2010年12月30日木曜日

クメールポップの王者Preap Sovath

これまで聴いてきたアジア音楽の中で私が強烈な印象を持った国はフィリピンとカンボジアです。
フィリピンはまた後日紹介するとして、今回はカンボジアの大衆音楽"クメールポップ"をどうぞ。



今や大御所となりつつあるPreap Sovath(プリエップ・ソワット)と5年ほど前から人気が出だした Pich Sophea(ピッ・ソピーア)のデュエットナンバーです。

今回はプリエップ・ソワットに焦点を定めていきます。
1997年、21歳のときにCDデビューってことですからもう10年越え選手なんですねー。
私がワット・モハモントレイの坊さんから彼のことを教えてもらってカセットとVCDを手にしたのが2000年あたりですが、当時は彼が男前っていう感覚がよく分かりませんでした。
今改めて見てみると、永井大とサバンナの八木君を足して2で割ったような顔…やっぱりちょっと微妙か(笑)

軍隊上がりのややマッチョな体格(っちゅーても芸術隊)をみせびらかすように大きく開けた開襟シャツに天パな髪型、更にナルシストな歌い方にはかなり強烈な印象をもちましたが、カッコだけでなくルークトゥンやラムヴォンなどの演歌・民謡系の歌もしっかり歌える人ってことにもびっくりしたことを覚えています。

売り出し当時、カンボジアにはまだまだ内戦以前の音楽が主流でして、Sin sisamoth(シン・シーサモッ)やRos Sreisothea(ロス・スレイソティア)らが大人気だったような気がしますが、それとは別に洋楽やタイ、中国、日本などの近隣ポップナンバーの歌を歌ってリリースするカラオケシンガーというのも存在してました。

元々著作権などクソ食らえなアナーキーな状態ですから、自分で曲を作っていたらいつまでたっても音楽で食べていけないのが現状だったカラオケシンガーはとにかく歌って歌って歌いまくって稼ぐしかなかったみたいですね。
彼も1年で何千もの曲を歌ってリリースしてきたそうですから、そりゃあ好き嫌い言うてられません。
彼を王者という所以はそれなんです。

彼が歌ってた曲にはタイポップのヒット曲も多数ありまして「DoReMi」や「Om Pra Mah Pood」などのポップやらGOTのルークトゥンナンバーなんかもクメール語でカヴァーしてましてとにかくカンボジア国内での彼の人気は絶大でした。

前述にも彼のヘンなナルシストっぷりを書いてますが、決してイラっとこないナルシストっぷりだということを改めて付け加えておきます(笑)

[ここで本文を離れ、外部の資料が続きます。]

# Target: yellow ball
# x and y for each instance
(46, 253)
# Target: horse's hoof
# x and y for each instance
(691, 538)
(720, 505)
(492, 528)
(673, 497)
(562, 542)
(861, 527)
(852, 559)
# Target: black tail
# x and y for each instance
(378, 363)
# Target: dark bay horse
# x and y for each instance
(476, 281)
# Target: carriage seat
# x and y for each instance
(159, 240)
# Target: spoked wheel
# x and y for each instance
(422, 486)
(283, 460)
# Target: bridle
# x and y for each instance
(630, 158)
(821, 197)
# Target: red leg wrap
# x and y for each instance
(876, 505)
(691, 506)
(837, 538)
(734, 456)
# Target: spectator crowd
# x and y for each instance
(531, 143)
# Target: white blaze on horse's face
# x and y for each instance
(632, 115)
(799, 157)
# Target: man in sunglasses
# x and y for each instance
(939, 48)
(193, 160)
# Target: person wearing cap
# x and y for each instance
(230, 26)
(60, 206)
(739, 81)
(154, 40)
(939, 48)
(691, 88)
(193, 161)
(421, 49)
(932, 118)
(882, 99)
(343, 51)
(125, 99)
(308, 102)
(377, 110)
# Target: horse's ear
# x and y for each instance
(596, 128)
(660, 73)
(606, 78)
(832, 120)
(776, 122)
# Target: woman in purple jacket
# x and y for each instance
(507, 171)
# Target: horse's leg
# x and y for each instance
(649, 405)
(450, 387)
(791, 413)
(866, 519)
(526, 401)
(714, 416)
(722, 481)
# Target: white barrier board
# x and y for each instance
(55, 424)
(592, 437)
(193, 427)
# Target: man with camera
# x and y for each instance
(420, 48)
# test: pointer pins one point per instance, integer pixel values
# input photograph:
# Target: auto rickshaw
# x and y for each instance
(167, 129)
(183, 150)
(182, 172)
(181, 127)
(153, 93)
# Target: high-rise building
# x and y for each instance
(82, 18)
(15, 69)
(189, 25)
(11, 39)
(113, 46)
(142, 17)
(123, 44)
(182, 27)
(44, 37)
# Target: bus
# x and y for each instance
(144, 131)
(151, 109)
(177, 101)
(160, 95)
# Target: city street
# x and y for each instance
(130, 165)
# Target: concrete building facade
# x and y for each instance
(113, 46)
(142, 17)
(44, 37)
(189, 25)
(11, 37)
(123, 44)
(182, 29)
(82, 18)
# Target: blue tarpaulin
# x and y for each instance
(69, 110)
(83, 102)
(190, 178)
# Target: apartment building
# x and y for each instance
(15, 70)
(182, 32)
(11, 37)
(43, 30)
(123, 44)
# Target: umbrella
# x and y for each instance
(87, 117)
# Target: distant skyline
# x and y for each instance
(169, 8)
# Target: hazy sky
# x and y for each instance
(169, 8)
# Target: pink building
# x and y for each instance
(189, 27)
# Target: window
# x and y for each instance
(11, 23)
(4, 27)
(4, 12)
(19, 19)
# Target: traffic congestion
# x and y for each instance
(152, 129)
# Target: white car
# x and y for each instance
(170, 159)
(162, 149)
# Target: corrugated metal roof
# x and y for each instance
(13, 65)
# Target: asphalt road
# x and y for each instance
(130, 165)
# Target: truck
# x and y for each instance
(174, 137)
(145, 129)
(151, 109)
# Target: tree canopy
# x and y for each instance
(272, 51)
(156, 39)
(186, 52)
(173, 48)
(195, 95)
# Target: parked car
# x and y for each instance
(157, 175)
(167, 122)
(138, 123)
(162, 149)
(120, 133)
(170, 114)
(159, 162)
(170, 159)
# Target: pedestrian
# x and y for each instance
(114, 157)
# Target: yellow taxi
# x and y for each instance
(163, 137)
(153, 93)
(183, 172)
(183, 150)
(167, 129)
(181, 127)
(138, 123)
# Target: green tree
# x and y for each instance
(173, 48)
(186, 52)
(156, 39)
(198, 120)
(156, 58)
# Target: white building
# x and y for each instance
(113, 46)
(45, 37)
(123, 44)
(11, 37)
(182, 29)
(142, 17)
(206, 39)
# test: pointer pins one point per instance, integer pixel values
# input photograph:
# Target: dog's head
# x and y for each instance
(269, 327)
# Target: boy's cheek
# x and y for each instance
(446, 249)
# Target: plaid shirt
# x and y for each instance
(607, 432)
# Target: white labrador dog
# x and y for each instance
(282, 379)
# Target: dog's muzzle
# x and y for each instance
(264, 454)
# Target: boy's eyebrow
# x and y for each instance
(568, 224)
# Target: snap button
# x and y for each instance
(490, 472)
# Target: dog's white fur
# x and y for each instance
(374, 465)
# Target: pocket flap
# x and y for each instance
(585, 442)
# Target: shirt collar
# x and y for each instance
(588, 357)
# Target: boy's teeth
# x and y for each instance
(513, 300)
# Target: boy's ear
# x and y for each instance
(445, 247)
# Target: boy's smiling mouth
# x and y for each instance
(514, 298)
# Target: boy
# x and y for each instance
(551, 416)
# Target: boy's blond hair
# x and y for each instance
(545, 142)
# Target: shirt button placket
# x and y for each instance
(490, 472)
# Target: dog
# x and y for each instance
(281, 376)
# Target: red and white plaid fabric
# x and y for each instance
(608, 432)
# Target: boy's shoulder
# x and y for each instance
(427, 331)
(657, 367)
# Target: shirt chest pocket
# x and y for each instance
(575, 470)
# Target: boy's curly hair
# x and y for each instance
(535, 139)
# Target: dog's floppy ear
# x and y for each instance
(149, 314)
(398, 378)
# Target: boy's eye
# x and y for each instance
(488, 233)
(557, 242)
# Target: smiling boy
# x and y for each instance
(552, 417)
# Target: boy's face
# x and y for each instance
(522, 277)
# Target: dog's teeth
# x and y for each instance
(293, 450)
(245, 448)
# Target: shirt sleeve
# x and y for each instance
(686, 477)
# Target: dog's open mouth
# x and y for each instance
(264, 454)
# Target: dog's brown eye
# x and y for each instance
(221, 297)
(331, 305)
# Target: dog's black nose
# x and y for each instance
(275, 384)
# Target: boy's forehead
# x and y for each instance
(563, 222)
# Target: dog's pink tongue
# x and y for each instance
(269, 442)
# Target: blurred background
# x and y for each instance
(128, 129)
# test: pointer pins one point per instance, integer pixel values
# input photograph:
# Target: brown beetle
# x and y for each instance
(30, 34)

ま、今ではそのナルっぷりと髪型も堂に入ってて違和感はありま…すかね?


こんな髪型のときもありました。

能天気なアナーキスト、陳 和美

久しぶり、且つ2010年最後のお話。
ここ数年はアジア音楽の中でも日本の昭和歌謡にハマってまして、そこから色々な糸を手繰り寄せていくと色んなものにぶち当たるのです。
その中のひとつが陳 和美。

衣装やら髪型などから昭和時代に活躍してはった人なんだろうというのは察しがつきますが、彼女が日本で活躍していたのかとかという詳細は分からずじまいです。
ただ、今回ネット徘徊の末に判明したことがあります。
彼女はおそらく日本の歌を中心に歌う歌手で、演歌やポップから特撮ヒーローものまでをこなすマルチシンガーってこと。
活躍時期は1970年代前半で中文詞を聴いてみると広東語っぽいから香港を中心に活躍してた人なんかなぁてことくらいです。

まずは、ひとつお聴き下さいな。



まるで迫ってくるショッカーを楽しみにしているようなワクワク感が伝わるような能天気さが魅力です。
更に「らいらーい…ヂャンッ」で、びつくりしました。

ま、この曲以外のしっとり系バラードも、彼女が歌うとこんなに能天気になってしまうのです。



これ、岡田可愛の歌らしいです。
岡田可愛といえば『サインはV』ですね。
岡田可愛って歌は正味の話うまいとは云えませんが、たどたどしい歌い方に情緒を感じさせてくれる歌い手でした。
たぶん、そのへんを長所として捉えられる歌がこれだったんでしょうが、陳 和美が歌うとこうなります。

更にこれ。



歌詞の意味を理解しているとは思えない能天気さからすると、日本では活躍してないんかもしれないですね。
他にもレッドバロンの主題歌やなんかも歌ってますが、一体これらの日本語詞の曲が当時の香港や中国大陸の間でどれだけ需要があったんでしょうかね。